Absolutely. Thank you for the question.
Today Canada enjoys a lower relative corporate tax rate than the United States. If the U.S. lowers its rate in a significant way, which I believe will occur—I don't know what level it will go to, that will be the subject of a negotiation—I think that has the potential to have a big effect on Canadian competitiveness.
It's not just about tax rates, although that's really important. If in two years in the United States we have a lower corporate tax rate, some version of a border adjustment tariff, and some incentive to repatriate funds that come from overseas, and you combine those with a preference for American inputs and manufacturing and “buy and hire American”, that's a fundamental challenge to Canadian corporate competitiveness.

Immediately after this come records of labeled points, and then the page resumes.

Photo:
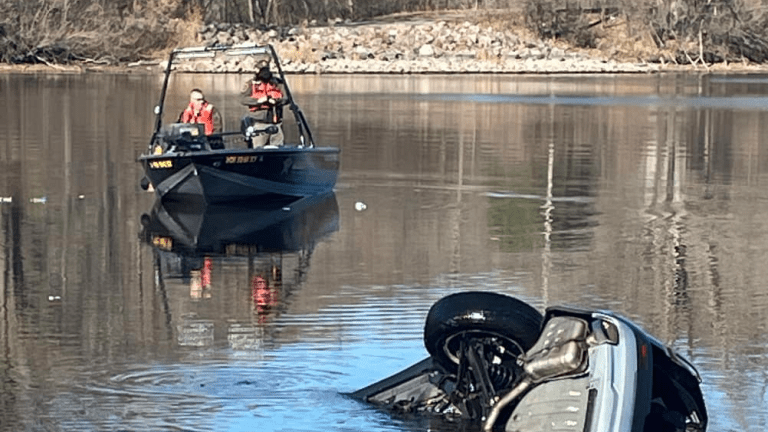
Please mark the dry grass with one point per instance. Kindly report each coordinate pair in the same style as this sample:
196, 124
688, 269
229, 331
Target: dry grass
56, 32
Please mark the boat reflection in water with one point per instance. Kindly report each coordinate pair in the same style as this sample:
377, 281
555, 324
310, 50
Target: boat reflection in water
219, 252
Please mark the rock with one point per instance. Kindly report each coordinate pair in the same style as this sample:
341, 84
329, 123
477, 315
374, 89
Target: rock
426, 50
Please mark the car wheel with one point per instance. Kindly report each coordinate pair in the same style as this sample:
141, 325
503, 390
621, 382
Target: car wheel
512, 322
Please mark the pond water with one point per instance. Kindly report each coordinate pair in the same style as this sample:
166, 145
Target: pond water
646, 195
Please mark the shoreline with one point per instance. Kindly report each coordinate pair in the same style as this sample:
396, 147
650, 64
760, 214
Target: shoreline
431, 46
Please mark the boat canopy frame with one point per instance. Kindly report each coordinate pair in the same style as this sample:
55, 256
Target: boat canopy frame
188, 53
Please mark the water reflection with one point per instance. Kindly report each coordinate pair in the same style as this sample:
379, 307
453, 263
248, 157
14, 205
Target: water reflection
207, 248
654, 210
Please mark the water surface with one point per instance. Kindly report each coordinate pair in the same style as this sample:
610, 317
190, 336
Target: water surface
641, 194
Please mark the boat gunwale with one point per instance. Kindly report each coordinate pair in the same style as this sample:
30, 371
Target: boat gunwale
232, 152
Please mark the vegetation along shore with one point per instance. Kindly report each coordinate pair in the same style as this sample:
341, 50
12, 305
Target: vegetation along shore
397, 36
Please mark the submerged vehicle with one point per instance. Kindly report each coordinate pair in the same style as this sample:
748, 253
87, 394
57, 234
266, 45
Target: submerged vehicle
497, 362
182, 162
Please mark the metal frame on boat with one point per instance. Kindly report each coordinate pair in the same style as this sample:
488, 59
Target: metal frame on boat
183, 163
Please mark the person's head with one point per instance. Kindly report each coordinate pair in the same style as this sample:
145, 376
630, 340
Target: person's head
196, 98
264, 75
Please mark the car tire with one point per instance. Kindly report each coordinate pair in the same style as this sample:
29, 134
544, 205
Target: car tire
479, 314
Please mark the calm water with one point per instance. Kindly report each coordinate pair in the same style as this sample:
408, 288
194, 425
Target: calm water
647, 195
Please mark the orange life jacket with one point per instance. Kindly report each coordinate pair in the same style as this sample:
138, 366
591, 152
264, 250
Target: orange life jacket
270, 91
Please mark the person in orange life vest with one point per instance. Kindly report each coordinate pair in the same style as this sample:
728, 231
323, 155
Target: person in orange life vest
200, 111
261, 94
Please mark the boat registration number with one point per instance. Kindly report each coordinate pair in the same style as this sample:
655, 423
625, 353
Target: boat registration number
241, 159
166, 163
164, 243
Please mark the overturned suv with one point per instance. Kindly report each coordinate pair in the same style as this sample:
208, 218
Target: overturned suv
496, 362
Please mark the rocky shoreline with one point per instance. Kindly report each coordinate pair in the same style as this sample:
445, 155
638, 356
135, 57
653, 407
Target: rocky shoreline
433, 46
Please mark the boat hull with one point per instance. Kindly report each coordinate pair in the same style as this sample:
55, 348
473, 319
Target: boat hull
218, 176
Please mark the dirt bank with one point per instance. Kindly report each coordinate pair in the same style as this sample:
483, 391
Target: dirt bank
415, 44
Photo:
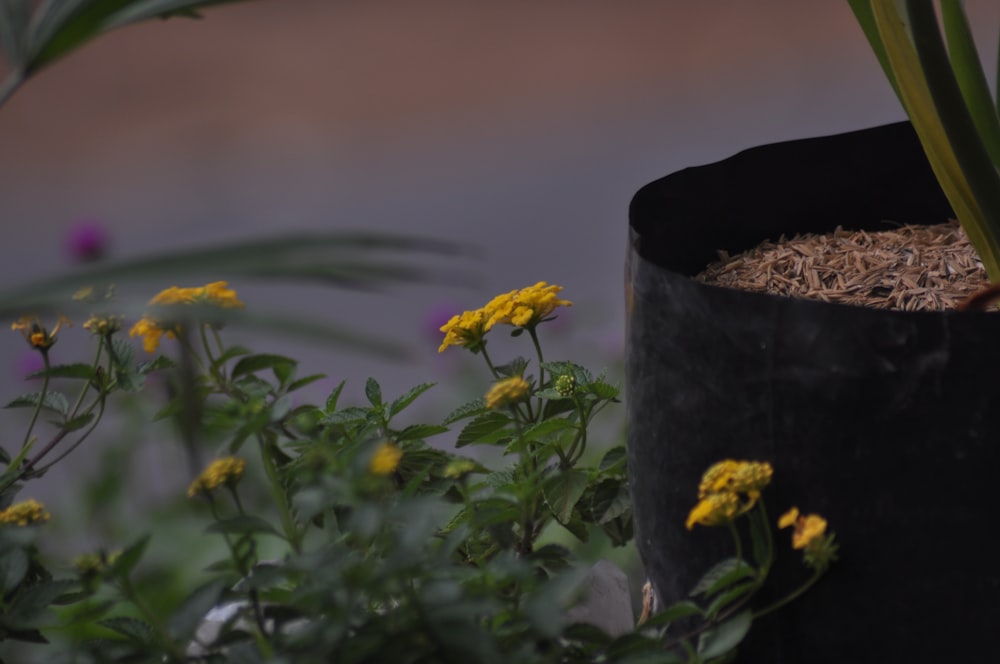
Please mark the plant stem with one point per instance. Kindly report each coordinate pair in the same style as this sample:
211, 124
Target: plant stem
280, 498
791, 596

That's why we strongly advocate for Canada and the United States to go at this together and have a complementary economic system, because that's what we've had not just since the NAFTA, not just since the Canada-U.S. Free Trade Agreement, and not even just since the 1965 Canada-U.S. Autopact—which is what kind of started all of this—but since back in the forties, when we started free trade in agricultural equipment, like tractors, combines, and things like that. That's the approach we need to take, in my opinion, so that we are an economic unit, and that's the way business deals with it. If policy-makers could get closer to that so that we can take on competitive challenges around the world, that would be better. However, if we diverge, and the United States under the Trump administration, the Republican leadership, and the 115th Congress goes at what it says it's going to do, that creates some important questions for Canadian policy-makers, to be sure.